Ball: You recently wrote about your excitement regarding the evolution of GIS, and what the future holds. I started in GIS in 1995, and there was a lot of buzz about a lot of different application areas. That excitement died down as the technology became more about collecting data than exploiting data, but my sense is that we’re coming back around where more analysis is going to take place, with more process based models that will give us a much better understanding of the Earth around us. Do you think GI Science will really take off?
Torrens: Definitely, and some of this has already happened. I just presume at some stage in the very near future that people are going to start building process engines the same way that they’re building mapping apps, and it’s going to be very interesting to see what happens when that starts to take off. My sense is that again this is going to come from citizen geographers, rather than coming from academic geographers or GIS professionals.
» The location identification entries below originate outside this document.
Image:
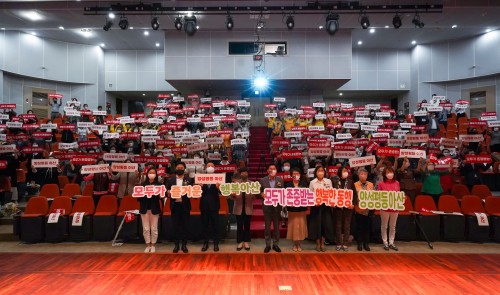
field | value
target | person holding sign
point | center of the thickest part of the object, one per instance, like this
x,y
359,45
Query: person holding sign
x,y
363,216
180,208
209,208
431,184
271,213
297,219
343,215
389,217
150,209
243,210
321,217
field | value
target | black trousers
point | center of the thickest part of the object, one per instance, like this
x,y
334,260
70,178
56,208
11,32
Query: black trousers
x,y
243,228
363,228
180,222
210,220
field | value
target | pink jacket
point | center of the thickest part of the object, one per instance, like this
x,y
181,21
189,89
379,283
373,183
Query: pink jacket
x,y
389,185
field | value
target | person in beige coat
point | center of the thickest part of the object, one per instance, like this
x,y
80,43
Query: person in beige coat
x,y
243,210
127,182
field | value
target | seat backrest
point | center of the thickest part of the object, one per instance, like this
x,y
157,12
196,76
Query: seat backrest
x,y
88,189
84,204
128,203
424,202
448,203
472,204
50,190
21,175
107,203
195,204
459,190
223,205
71,189
481,190
492,205
5,183
37,205
63,180
61,203
408,205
I know that in the retail industry, this work is already going on, and it’s tightly bound to the idea of geodemographics. When you use your customer loyalty card or when you use your credit card, certain pieces of data are skimmed off of that transaction, and then they put those data into the context of the transaction and their own inventory systems.
For a really long time now, they’ve also been using geography to put those things into context, and now they’re starting to use social networks to put them into a social context, too. All of this is tightly integrated and feeds back into their product designs, and pricing, and marketing strategies, and so on.